Israel continues to rebuff reports of fuel shortages

Israel has also continued to rebuff humanitarian appeals for fuel to replenish what WHO says are severely depleted hospital supplies.  

“There is no shortage of fuel in Gaza,” Hagari declared at the briefing, playing what he said was a covertly recorded conversation between a Hamas operative and a Shifa Hospital administrator, about the movement of fuel supplies. 
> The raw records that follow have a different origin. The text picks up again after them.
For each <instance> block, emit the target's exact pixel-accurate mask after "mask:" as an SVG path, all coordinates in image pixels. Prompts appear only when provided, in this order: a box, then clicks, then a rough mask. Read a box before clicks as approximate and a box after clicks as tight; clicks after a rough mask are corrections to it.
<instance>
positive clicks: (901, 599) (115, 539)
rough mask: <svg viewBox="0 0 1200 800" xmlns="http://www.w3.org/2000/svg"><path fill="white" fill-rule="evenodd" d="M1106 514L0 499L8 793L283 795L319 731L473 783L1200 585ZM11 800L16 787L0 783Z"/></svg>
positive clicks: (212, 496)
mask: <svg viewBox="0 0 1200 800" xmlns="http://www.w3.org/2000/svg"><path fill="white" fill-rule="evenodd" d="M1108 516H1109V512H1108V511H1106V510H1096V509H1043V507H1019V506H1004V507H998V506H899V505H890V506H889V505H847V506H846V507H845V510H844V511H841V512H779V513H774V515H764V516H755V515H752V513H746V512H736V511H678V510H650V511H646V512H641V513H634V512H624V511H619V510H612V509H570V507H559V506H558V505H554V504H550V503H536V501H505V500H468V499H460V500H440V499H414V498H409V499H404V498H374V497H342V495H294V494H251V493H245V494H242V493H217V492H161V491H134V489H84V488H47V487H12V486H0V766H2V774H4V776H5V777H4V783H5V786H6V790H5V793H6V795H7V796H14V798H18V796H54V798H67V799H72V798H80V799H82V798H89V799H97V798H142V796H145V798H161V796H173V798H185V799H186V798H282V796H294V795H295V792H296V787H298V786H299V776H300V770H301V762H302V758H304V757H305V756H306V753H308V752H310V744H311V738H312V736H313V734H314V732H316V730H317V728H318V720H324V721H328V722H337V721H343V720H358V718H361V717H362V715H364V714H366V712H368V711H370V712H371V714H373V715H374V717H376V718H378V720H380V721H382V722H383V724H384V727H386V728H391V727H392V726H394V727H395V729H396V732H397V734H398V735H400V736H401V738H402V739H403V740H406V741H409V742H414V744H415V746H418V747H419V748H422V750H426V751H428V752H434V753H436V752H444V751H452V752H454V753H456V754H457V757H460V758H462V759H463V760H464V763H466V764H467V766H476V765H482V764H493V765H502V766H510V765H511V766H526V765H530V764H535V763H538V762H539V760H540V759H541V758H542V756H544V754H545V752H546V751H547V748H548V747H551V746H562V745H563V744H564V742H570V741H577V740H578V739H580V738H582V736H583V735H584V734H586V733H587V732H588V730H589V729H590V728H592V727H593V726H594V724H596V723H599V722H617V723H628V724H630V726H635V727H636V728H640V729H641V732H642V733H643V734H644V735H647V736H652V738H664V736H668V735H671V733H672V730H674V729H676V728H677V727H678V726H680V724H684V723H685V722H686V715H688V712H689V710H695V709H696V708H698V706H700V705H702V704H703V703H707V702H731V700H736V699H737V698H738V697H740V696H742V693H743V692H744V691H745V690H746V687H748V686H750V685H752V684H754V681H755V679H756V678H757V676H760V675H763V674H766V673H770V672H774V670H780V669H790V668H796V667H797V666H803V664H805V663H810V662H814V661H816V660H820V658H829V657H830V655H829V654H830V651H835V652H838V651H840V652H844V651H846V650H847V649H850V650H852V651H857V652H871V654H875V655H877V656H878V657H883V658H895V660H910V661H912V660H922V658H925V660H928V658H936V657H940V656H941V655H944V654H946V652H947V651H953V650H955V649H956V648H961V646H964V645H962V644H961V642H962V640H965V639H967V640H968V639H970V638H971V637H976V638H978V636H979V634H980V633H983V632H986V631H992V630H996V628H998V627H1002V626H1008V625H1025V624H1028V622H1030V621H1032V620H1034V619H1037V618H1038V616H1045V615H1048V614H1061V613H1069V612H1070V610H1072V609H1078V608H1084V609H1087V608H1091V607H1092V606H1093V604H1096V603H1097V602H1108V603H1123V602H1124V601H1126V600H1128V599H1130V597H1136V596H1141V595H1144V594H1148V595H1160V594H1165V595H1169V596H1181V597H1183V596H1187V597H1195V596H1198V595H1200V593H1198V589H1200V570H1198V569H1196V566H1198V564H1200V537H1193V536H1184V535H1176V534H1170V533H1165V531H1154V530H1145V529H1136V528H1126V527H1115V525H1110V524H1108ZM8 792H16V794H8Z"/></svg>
“Hamas stores this fuel underneath hospitals in Gaza – the very hospitals that Hamas tells the world is running out of fuel,” he said.

On Sunday, Israel’s Ambassador to the UN in New York City shared a video of Shifa’s windows illuminated at night, along with outdoor spotlights, for what he said was a public screening by Hamas of a military video on the hospital grounds.   

“Hamas has plenty of fuel for whatever they choose to prioritize,” Erdan said. “If only ICU incubators were as important to Hamas ….” 

Hostages largely forgotten in the bitter conflict 

Sharon Cunio and her husband with their twin daughters, prior to being kidnapped by Hamas.

As the claims on both sides rage along with the bitter military conflict, the families of the estimated 241 hostages held by Hamas since 7 October  expressed growing desperation over the fate of their families, and the lack of attention the captives are receiving. 

“All around me I have witnessed a silence so enormous, it feels cacophonous;” wrote Alana Zeitchik, a New York City-based media professional of Yemenite-Israeli origins in the Sunday New York Times

Her cousin Sharon Cunio, husband David and their three-year old twins are being held captive along with Sharon’s sister and five-year-old daughter, since being snatched by Hamas gunmen from their bomb shelter on Kibbutz Nir Oz. Their plight, she said, is an issue which few in the humanitarian community have cared to address.  

“Again and again I hear that Israel is a country of white colonizers and oppressors,” she wrote in the Times. “Some of my bewilderment is in my very skin. My maternal grandparents, Avraham and Sara, grew up in a tiny rural village in central Yemen. Like other Jews in the Arabian Peninsula, Yemenite Jews were persecuted as second-class citizens… In 1949, after pogroms against Jews in Yemen, my grandparents set out by foot and donkey on an arduous journey to the capital, Sana. From there, they were airlifted during Operation Magic Carpet to the newly formed state of Israel. As refugees fleeing oppression in their birth country, they began their lives in Israel in poverty. Slowly they built a humble but comfortable life and raised five children, amongst them my mother.

So maybe you can imagine my surprise the first time I heard my Israeli family called “white colonizers.” When did we become white? And how could a family fleeing persecution be perceived as colonizers?

“It would appear they believe my suffering to be collateral damage in service of some universal truth they hold higher. Is it really impossible to hold these two truths at the same time — that both Israeli and Palestinian civilians are suffering at great cost?” she asked. 

Within Israel there is widespread sentiment that any cease-fire needs to be conditioned upon release of the hostages – who are being held in unknown locations, and without any access to the International Red Cross.

“Israel allowed humanitarian aid into Gaza, why aren’t our children getting the same?” asked Moran Alony, brother of Sharon, speaking on the sidelines of the UN Security Council in New York City late last month.